Steamboat Springs School District officials hope that re-balancing their director districts will not only bring the school system into compliance with state law but also will prevent the necessity for a similar effort for six more years.
The school district legally is obligated to review its director district boundaries once every four years. Steamboat schools use a director district setup to establish boundaries for representation on the School Board. One person from each of the district's five director districts is elected to serve on the board.
If, during evaluation of the director districts, the school system determines that each director district doesn't have substantially the same population as the other districts, re-balancing is required. The school district realized it hadn't complied with state law after Colorado Mountain College officials requested, before the November 2003 elections, the district's most recent changes to its director districts.
At a September School Board meeting, Superintendent Donna Howell said it appeared the district hadn't balanced its director districts in at least six years.

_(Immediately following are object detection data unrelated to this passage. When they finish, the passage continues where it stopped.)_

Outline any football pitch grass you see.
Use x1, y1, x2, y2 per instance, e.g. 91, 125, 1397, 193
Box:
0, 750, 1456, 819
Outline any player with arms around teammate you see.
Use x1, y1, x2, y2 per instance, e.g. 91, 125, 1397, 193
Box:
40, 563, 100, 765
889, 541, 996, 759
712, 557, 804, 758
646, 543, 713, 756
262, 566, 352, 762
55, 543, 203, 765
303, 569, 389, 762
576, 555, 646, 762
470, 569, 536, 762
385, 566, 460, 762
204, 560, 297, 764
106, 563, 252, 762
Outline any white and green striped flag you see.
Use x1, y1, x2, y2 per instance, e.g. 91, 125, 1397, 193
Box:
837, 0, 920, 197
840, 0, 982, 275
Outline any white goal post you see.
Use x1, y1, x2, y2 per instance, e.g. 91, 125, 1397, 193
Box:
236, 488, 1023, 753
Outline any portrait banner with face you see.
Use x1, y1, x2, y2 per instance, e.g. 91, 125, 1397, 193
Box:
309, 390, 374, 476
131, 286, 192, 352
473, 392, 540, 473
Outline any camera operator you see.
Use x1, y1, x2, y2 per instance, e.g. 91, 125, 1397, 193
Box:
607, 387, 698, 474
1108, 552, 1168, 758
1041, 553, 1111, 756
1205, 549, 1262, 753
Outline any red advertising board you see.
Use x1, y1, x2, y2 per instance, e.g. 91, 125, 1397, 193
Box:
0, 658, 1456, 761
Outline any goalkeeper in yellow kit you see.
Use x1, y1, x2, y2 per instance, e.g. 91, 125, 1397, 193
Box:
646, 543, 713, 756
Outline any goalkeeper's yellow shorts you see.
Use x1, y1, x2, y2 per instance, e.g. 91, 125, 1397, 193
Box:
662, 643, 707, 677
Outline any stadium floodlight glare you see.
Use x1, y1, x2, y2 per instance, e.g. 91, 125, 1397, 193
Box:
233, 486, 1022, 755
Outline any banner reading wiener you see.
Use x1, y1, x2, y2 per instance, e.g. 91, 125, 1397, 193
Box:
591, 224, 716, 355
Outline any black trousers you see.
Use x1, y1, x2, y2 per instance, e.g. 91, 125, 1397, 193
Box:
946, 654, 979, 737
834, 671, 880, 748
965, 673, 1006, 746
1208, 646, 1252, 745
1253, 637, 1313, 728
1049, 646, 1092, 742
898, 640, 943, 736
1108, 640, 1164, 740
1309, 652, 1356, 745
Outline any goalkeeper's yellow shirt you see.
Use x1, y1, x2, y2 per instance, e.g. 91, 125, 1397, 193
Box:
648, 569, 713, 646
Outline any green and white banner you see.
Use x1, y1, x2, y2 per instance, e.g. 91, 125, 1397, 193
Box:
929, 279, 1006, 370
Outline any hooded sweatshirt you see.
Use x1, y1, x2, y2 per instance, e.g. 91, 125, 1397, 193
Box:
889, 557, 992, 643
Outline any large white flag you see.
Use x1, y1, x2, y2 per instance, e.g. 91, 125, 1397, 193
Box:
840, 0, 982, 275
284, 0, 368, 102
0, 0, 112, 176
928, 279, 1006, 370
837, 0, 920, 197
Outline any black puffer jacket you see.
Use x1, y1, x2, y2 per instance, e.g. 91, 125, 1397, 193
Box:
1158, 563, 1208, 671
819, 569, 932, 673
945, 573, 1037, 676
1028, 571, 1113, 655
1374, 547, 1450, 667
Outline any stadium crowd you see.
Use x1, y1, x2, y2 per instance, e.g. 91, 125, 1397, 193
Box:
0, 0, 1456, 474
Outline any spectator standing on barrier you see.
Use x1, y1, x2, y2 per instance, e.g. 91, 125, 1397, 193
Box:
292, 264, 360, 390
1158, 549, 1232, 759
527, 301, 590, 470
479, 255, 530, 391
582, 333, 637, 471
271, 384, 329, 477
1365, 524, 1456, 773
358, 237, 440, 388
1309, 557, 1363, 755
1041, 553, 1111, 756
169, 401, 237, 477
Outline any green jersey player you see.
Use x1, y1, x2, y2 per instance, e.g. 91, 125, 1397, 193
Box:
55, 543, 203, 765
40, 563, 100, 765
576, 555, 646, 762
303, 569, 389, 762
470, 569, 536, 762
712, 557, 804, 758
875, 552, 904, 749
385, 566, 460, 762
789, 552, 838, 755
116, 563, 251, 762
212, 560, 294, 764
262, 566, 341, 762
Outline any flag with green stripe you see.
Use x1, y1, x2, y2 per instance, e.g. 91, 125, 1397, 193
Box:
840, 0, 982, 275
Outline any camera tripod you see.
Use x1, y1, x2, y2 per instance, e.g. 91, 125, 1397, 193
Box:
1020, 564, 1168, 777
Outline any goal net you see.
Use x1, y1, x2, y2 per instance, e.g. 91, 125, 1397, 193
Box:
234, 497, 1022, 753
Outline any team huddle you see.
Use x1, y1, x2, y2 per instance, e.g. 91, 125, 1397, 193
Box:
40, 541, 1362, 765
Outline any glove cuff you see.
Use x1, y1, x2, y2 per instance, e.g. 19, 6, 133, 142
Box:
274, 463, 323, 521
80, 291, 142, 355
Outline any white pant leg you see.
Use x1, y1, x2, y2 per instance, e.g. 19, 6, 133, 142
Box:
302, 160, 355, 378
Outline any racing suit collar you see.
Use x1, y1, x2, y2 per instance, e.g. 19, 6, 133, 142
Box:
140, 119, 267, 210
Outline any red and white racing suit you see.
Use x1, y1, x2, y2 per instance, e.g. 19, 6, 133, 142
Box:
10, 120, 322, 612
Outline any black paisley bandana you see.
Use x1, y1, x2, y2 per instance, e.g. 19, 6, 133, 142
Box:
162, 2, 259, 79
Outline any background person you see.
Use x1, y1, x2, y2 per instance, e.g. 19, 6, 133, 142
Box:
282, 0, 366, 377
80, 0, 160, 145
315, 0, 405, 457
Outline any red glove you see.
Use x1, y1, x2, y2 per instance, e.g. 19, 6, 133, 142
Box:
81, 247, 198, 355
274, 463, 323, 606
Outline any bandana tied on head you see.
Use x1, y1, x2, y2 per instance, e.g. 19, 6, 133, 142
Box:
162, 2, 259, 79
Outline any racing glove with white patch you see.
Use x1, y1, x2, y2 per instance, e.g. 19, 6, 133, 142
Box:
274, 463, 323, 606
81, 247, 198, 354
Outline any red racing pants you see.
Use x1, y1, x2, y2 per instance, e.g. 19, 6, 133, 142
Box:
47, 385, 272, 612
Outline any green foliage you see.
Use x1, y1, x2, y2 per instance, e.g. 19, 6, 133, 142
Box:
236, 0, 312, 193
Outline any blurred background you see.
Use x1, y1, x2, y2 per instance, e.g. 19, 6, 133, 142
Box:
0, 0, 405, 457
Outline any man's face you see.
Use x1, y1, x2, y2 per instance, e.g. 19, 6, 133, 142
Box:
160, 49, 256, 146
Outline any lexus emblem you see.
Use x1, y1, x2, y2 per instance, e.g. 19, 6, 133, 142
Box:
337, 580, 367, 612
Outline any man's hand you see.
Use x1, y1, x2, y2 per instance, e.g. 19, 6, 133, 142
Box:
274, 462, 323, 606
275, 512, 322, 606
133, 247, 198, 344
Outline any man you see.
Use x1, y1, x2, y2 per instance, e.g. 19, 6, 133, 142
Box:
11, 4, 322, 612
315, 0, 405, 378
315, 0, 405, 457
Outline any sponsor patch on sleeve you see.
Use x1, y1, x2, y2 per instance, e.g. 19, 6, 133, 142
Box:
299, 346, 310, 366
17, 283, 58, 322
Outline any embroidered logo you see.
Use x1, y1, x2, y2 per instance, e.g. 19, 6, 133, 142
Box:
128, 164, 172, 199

Mike Holloran, an attorney for the school district, and members of his staff recently determined population data for each of the school's currently configured director districts using 2000 Census information. Holloran discovered large discrepancies in the populations between some of the director districts and, in a letter to Howell dated Dec. 12, advised district officials to meet with him to discuss how best to redraw district boundaries.
"It makes sense to do it right at this time," Howell said. "I would hope we'd be able to finish it within a month."
School Board members Pat Gleason and Jeff Troeger volunteered at the board's Jan. 12 meeting to meet with Holloran to determine the district's best course of action.
Howell said Holloran and his staff will put together a couple of options for the district for re-balancing the districts.
"The majority of the work has been done," she said, referring to Holloran's effort to determine the current population residing within each district. "We've got the information, so it's just a matter of how we'll re-balance it."
The re-districting effort, once complete, should prevent the district from having to do it again until after the next census in 2010, Howell said. She also said she doesn't think re-balancing the districts will affect the standing of the current School Board members.